Liam’s attention immediately went to the pulse on the inside of his wrist. Marcus didn’t follow his gaze; his focus remained all on the boy’s face. He seemed to relax somewhat as he realized Marcus wasn’t going to jump on his bed and pin him to the mattress as he bit.
“There’s a natural anesthetic in the bite which will ease your pain,” Marcus explained again. “And it will release endorphins and help you feel calmer too.”
Liam swallowed
. His teeth nibbled at his bottom lip as he seemed to give the whole matter careful thought. Then, very slowly, he took his hand from Marcus’ hold.
Holding back his disappointment, determined that Liam should see no hint of how much it hurt to know that the other man was too shaken to accept the only help he could give him, Marcus leaned back a fraction in his chair, letting the canvas behind him support his weight, allowing his muscles to relax.
In that same slow way, Liam turned over his hand and offered it back to Marcus, palm up—vein up.
For an incredibly long time, Marcus sat like a fool, while the other man offered him everything he had ever wanted. His own movements were even slower than Liam’s had been when Marcus finally reached out to him.
Marcus ran his thumb very gently over the spot where he could see Liam’s vein pulsating. “You’re sure?” he asked.
Liam nodded. “As long as you’re sure it won’t hurt you,” he whispered.
Marcus shook his head. “Let me worry about me, okay?”
Liam didn’t nod the way he usually did when anyone asked him a question. That particular response had always seemed to be as instinctive as his habit of agreeing with everyone, but there was something in him that wasn’t willing to accede to that request.
He wasn’t willing not to care about someone—even about someone who’d never given him the slightest reason to give a damn about him.
“If you say stop, I will.” It was the first time Marcus ever remembered saying such a thing—the first time it had ever occurred to him that a prey might change its mind and want him to stop.

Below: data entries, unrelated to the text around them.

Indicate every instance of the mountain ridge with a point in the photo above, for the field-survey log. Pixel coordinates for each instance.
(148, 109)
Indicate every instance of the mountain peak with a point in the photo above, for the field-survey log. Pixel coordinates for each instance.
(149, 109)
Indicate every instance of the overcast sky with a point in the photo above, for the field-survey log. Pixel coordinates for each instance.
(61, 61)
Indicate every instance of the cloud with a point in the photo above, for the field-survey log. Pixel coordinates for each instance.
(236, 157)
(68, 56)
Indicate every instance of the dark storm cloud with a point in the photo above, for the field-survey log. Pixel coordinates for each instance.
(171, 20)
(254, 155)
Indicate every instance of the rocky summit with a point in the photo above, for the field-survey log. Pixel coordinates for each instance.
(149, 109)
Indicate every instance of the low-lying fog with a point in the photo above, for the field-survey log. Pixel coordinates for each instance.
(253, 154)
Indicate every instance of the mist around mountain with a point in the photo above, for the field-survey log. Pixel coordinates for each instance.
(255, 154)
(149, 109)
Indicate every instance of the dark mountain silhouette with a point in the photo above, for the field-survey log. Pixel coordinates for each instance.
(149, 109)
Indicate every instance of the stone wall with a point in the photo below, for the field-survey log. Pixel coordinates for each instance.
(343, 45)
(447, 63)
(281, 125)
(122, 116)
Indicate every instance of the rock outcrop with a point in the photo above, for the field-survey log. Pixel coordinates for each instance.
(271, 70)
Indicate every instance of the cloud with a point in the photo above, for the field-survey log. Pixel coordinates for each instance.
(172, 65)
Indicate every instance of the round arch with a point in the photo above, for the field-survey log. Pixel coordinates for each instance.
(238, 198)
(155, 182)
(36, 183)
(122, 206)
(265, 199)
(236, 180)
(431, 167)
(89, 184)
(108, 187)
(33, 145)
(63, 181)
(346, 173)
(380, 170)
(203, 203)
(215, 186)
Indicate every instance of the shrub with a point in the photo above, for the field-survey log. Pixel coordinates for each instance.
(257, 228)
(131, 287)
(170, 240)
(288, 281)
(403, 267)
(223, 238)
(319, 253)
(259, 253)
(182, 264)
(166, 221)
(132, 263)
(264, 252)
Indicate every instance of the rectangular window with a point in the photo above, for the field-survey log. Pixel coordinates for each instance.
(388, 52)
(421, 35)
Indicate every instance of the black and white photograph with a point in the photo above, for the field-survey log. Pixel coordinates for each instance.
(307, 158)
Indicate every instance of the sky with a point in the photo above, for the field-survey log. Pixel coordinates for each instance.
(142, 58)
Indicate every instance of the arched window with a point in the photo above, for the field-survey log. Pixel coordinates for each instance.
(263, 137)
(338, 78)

Liam did nod his acceptance of that point, a jerky little bob of the head, but Marcus’ words seemed to do little to really reassure the boy. Helpless to do anything else to help him, Marcus didn’t give Liam any extra time to get increasingly nervous about it before he bowed his head over the offered wrist.
It took all the strength Marcus had been aware he possessed, and more, to make sure he didn’t kiss the skin before he let his teeth scrape across the pale creamy surface.
He had permission to bite, not to make the feeding about anything other than that.